SAN DIEGO -- Less than a week after he was laid to rest in a private ceremony, Hall of Fame broadcaster Jerry Coleman was honored and remembered by the Padres and fans during a moving tribute Saturday at Petco Park, where nearly 5,000 gathered to say goodbye to "The Colonel."

Not everyone was quite willing to let go just yet.

This became obvious when the man who may have known him best, his broadcast partner of 33 years, Ted Leitner, elicited tears and laughs during a eulogy of his longtime friend, someone he did more than call baseball games with on the radio.

"That's my partner," said Leitner, who either consciously or subconsciously refused to use past tense to describe Coleman, who died Jan. 5 at the age of 89. "That's my guy."

On a sun-kissed day in San Diego, Leitner and several others paid tribute to Coleman, who certainly lived a full life; decorated Marine fighter pilot, scrappy second baseman on those great Yankees teams and, of course, an icon as a broadcaster for the Padres.

"Jerry was the very soul of this organization,"said Padres executive chairman Ron Fowler.

Coleman was honored by several speeches and by the 150 Marines who took part in the ceremony. The Marine Corps Recruit Depot Band played "Taps." There was a 21-gun salute by a firing detail from MCAS Miramar, where Coleman was laid to rest Monday with full military honors.

There were two flyovers, including one by a T-6 SNJ aircraft from 1942 -- one similar to the one Coleman flew during harrowing bombing raids in World War II.

Coleman, the only Major League player to see combat duty in two wars (also the Korean conflict) was called a hero on Saturday, a moniker that he was always uncomfortable with. That designation was set aside, in his mind, for his friends who never returned home.

He was called a friend, not only by Leitner but another broadcast partner, Bob Chandler. Current Giants third-base coach Tim Flannery, who played for Coleman during his single season as manager with the Padres in 1980, sang a song about Coleman called "The Man Who Hung the Stars." About a dozen current Padres players were also in attendance.

Coleman's best friend, in his own words, a German Shepherd named Gus, was also at Petco Park.

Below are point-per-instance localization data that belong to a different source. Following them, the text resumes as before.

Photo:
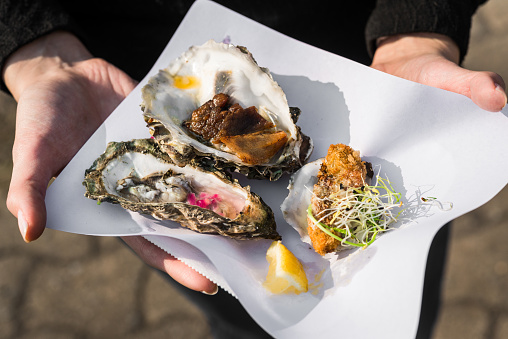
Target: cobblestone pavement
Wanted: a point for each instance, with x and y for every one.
(73, 286)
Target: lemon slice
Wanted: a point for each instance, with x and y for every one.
(285, 272)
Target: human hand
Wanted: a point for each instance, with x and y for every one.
(63, 95)
(432, 59)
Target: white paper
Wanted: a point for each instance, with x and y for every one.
(421, 137)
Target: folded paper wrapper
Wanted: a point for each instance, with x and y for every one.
(423, 139)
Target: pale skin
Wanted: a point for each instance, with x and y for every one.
(52, 122)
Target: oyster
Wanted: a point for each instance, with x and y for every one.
(140, 177)
(212, 85)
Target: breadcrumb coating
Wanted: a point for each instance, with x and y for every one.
(341, 168)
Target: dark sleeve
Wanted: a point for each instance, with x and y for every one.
(22, 21)
(449, 17)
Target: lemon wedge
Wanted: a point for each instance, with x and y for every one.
(285, 273)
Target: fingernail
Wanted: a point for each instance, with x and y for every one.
(22, 224)
(500, 89)
(214, 292)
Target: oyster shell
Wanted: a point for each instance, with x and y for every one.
(140, 177)
(193, 80)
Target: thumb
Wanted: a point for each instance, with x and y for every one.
(487, 90)
(26, 196)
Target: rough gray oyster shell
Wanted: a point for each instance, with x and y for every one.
(140, 177)
(194, 78)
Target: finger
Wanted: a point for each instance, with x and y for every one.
(161, 260)
(487, 90)
(25, 200)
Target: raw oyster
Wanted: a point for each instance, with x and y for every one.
(193, 80)
(140, 177)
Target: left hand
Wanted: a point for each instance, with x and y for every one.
(432, 59)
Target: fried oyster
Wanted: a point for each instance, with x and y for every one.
(342, 168)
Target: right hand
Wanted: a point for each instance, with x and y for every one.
(64, 95)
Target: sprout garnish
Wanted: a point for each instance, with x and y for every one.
(357, 215)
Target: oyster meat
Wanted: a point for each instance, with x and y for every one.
(215, 101)
(142, 178)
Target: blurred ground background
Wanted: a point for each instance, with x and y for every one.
(73, 286)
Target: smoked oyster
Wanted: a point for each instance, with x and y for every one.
(140, 177)
(194, 108)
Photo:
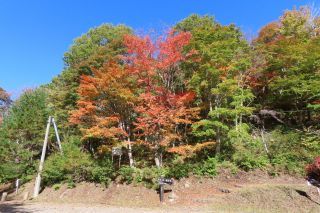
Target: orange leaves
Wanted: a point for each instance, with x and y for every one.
(155, 65)
(105, 102)
(188, 150)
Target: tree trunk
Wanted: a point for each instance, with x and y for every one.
(131, 162)
(218, 147)
(158, 159)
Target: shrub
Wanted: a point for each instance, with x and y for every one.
(179, 171)
(207, 168)
(102, 171)
(73, 165)
(126, 174)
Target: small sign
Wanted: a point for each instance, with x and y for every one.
(116, 151)
(163, 181)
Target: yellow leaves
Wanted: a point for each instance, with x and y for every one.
(188, 150)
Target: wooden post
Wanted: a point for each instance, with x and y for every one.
(43, 155)
(17, 185)
(161, 192)
(4, 196)
(57, 134)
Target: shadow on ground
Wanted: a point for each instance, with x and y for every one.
(304, 194)
(13, 208)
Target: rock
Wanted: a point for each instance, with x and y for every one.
(172, 197)
(25, 196)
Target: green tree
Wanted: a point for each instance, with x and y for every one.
(89, 51)
(219, 77)
(288, 80)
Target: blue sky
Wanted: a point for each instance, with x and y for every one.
(34, 34)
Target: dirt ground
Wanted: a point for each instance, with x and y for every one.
(244, 192)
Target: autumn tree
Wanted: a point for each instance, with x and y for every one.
(287, 68)
(4, 103)
(219, 76)
(162, 107)
(89, 51)
(105, 108)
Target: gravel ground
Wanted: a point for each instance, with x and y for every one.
(14, 207)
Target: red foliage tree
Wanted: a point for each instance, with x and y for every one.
(162, 109)
(4, 102)
(105, 107)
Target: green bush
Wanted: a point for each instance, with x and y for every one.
(249, 161)
(73, 165)
(207, 168)
(126, 174)
(179, 171)
(228, 165)
(102, 172)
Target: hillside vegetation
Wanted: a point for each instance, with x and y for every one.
(198, 99)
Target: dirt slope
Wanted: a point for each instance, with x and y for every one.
(245, 192)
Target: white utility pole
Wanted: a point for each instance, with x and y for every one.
(43, 154)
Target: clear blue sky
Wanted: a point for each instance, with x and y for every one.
(34, 34)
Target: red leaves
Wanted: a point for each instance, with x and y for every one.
(105, 100)
(155, 66)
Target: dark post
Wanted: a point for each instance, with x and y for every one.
(161, 192)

The two would take long walks each morning before sunrise.

"Jerry Coleman is the most beloved sports figure in the history of San Diego," Chandler said, a sentiment that was shared by other baseball luminaries who attended the event, like Tigers manager Brad Ausmus, D-backs and former Padres general manager Kevin Towers, and even former basketball great Bill Walton.

The Padres announced plans to pay tribute to Coleman during the 2014 season, details of which will be announced at a later date. The team will wear a patch on its home and road uniforms, the shape of a star with Coleman's initials in the middle.

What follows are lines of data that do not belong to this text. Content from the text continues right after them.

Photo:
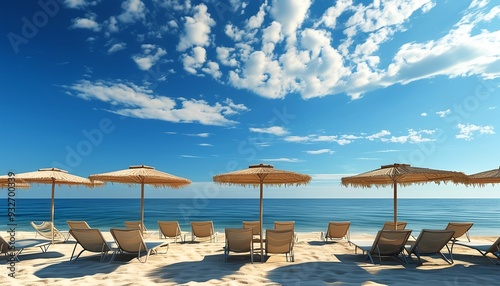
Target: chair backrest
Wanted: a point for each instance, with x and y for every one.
(390, 242)
(284, 225)
(45, 229)
(239, 239)
(389, 225)
(128, 239)
(169, 228)
(202, 228)
(90, 239)
(77, 224)
(431, 241)
(254, 225)
(338, 229)
(279, 240)
(460, 228)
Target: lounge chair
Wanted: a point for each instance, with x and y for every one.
(91, 239)
(389, 225)
(386, 243)
(20, 245)
(286, 225)
(45, 230)
(431, 242)
(337, 230)
(131, 241)
(77, 224)
(238, 240)
(484, 247)
(170, 229)
(460, 229)
(138, 225)
(280, 241)
(203, 229)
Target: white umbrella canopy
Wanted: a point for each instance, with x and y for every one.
(51, 176)
(404, 175)
(143, 175)
(259, 175)
(486, 177)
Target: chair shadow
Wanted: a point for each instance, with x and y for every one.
(204, 270)
(84, 266)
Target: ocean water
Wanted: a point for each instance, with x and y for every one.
(365, 215)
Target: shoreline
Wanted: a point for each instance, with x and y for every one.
(316, 263)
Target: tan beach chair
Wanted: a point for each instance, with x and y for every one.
(91, 239)
(286, 225)
(238, 240)
(170, 229)
(389, 225)
(203, 229)
(386, 243)
(460, 229)
(45, 230)
(338, 230)
(21, 244)
(131, 241)
(431, 242)
(484, 247)
(77, 224)
(280, 241)
(138, 225)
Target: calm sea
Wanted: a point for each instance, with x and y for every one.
(366, 215)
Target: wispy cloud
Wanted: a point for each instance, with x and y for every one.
(130, 100)
(467, 131)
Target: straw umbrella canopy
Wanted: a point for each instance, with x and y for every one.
(259, 175)
(143, 175)
(486, 177)
(51, 176)
(403, 175)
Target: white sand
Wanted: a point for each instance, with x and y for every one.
(316, 263)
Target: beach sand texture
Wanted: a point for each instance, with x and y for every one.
(316, 263)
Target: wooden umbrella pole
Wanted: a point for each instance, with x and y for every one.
(52, 209)
(142, 207)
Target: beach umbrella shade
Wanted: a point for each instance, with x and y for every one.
(258, 176)
(143, 175)
(402, 175)
(486, 177)
(51, 176)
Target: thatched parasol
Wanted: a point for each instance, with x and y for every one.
(143, 175)
(259, 175)
(486, 177)
(52, 176)
(404, 175)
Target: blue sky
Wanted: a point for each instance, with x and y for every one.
(198, 88)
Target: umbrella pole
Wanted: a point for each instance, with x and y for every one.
(142, 207)
(261, 219)
(52, 209)
(395, 206)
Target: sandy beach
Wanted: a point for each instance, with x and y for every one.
(316, 263)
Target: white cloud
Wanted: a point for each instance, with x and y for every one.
(128, 99)
(151, 54)
(321, 151)
(196, 29)
(86, 23)
(466, 132)
(133, 11)
(444, 113)
(117, 47)
(275, 130)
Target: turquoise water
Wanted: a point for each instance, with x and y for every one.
(366, 215)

Coleman, of course, is known in these parts for his "You can hang a star on that one, baby" call, one that was always accompanied with the waving a star from the broadcast booth after an impressive moment or play. It became his signature call, one that was played during a moving video tribute.

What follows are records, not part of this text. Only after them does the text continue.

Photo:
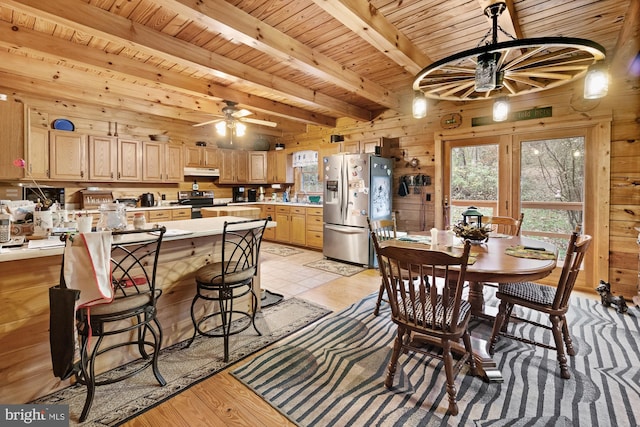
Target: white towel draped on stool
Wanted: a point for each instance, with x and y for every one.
(87, 267)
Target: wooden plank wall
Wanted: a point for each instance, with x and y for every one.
(417, 140)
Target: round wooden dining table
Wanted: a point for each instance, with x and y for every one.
(492, 265)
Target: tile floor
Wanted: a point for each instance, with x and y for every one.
(288, 276)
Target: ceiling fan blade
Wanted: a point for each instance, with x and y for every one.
(241, 113)
(207, 122)
(260, 122)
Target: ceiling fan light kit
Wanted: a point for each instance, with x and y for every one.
(511, 68)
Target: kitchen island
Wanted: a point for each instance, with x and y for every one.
(27, 275)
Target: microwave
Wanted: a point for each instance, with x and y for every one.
(56, 194)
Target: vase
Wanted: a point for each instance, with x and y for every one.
(42, 222)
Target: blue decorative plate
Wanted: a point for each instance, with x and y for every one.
(63, 124)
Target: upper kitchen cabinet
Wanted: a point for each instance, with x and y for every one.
(161, 162)
(201, 156)
(11, 138)
(37, 153)
(325, 150)
(279, 167)
(114, 159)
(129, 159)
(379, 146)
(257, 167)
(234, 166)
(68, 156)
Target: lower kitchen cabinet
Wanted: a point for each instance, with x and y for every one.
(283, 229)
(298, 226)
(269, 211)
(314, 228)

Joe Torre, the former Yankees manager who is now Major League Baseball's executive vice president of baseball operations, talked about growing up in Brooklyn and knowing Coleman's name before meeting him. The two shared time together when Coleman would return to New York for Old Timers' Day.

"Jerry Coleman was the kind of man who made me proud to wear Yankee pinstripes," Torre said. "If you love baseball and love this country, you love Jerry Coleman."

San Diego pitcher Andrew Cashner certainly didn't have the history with Coleman that many others did, though he found himself drawn to Coleman, so much so that he made it a point to seek him out before every home game.

"I always asked him to tell me something new," Cashner said. "He always had something funny to say. I remember one day I saw him and he asked if they were ever going to let me hit."

To be sure, Coleman was the star of the show Saturday. Leitner, not that anyone is keeping score, wasn't far behind. His eulogy lasted longer and resonated deeper than others. He spoke of how Coleman, who earned 13 air medals, two distinguished flying crosses and three Navy Citations as a pilot, bristled when he was referred to as a hero. His military service was off-limits in the broadcast booth.

But nothing was Saturday, as Leitner delighted the crowd with stories about his partner, his friend and, really, his hero. For 33 years, the two sat side-by-side in a broadcast booth, calling games. Leitner said they never once had an argument and that he never laughed so much as when he worked with Coleman.

That, he'll miss. That much he wasn't ready to let go of just yet.

"It was always 'Jerry and Ted' and never 'Ted and Jerry,'" Leitner said. "I was just along for the ride."